What PoPI Means for Estate Agents and their Clients
 
“At Leapfrog we always make a point of staying abreast of any legal developments in order to ensure that our clients are given the best, legally compliant service”, says Bruce Swain, MD of Leapfrog Property Group, “As such we are abreast with the measures called for in the Act and are working our franchisees to ensure that the necessary protocols will be put in place once PoPI is fully enacted”.
 
In a nutshell PoPI places specific responsibilities on estate agents when:
 
·         Collecting information from prospective clients: once PoPI kicks in agents will need to obtain a potential client’s consent to send them any property listings or newsletters. “While we’re not there yet the advice we’ve obtained is that it will be wise for agents to obtain written consent from all potential clients before sending them any information”, Swain adds.

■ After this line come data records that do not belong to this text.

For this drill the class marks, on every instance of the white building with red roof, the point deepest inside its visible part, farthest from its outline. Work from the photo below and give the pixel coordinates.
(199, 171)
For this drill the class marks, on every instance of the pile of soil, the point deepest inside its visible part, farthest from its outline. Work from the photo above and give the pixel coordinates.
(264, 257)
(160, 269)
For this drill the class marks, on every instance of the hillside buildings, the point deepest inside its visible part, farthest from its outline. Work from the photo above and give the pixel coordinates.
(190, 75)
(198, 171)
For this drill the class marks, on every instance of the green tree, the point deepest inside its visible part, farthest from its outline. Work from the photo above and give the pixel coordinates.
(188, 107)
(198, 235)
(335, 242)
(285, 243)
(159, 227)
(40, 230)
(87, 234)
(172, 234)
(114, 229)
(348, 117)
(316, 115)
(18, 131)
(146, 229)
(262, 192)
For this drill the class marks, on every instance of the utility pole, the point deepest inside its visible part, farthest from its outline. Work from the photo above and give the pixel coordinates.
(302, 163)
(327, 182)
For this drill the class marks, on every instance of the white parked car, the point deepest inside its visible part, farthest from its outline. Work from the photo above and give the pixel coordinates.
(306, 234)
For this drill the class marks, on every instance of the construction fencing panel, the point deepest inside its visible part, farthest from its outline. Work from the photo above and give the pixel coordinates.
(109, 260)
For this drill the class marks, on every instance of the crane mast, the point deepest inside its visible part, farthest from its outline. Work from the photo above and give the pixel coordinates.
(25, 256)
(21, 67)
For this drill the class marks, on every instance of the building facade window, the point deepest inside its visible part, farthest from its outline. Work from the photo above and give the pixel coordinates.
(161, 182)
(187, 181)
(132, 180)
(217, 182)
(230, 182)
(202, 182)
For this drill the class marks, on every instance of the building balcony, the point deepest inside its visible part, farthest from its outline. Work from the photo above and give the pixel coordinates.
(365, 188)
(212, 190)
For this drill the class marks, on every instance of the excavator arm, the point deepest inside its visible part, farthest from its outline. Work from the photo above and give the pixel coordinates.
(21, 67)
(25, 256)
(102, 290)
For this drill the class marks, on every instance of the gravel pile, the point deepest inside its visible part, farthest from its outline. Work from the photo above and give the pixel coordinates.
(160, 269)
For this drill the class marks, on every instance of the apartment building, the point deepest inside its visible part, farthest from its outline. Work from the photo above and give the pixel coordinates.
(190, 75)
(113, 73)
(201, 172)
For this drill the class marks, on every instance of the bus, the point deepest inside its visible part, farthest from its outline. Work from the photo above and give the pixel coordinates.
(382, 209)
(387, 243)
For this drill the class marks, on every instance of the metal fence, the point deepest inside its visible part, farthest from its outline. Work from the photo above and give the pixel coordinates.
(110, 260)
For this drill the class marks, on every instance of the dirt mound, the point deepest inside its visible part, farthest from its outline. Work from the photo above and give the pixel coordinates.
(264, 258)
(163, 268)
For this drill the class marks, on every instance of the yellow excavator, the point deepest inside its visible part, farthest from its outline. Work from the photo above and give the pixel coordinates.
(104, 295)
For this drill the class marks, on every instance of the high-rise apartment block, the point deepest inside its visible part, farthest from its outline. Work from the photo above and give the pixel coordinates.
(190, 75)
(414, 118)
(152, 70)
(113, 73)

·         Client information will need to be stored in such a way that only individuals with the necessary authorisation will be able to obtain access. “As we understand it it’s likely that electronic record keeping and archiving will become compulsory”, explains Swain. 

·         Emails will be likely be strictly controlled and it may become necessary to encode emails containing information such as offers to purchase that have already been signed by one party.

·         It will no longer be permissible to use anyone’s personal information in order to send them direct marketing without their written permission.

“At Leapfrog we believe that the Act is necessary and will protect consumers in their dealings with service providers who require personal information”, believes Swain, “As agents we’ll have to be aware of these changes and significantly alter our approach to electronic marketing as well as the traditional mail drops, if we’re not to fall afoul of PoPI”.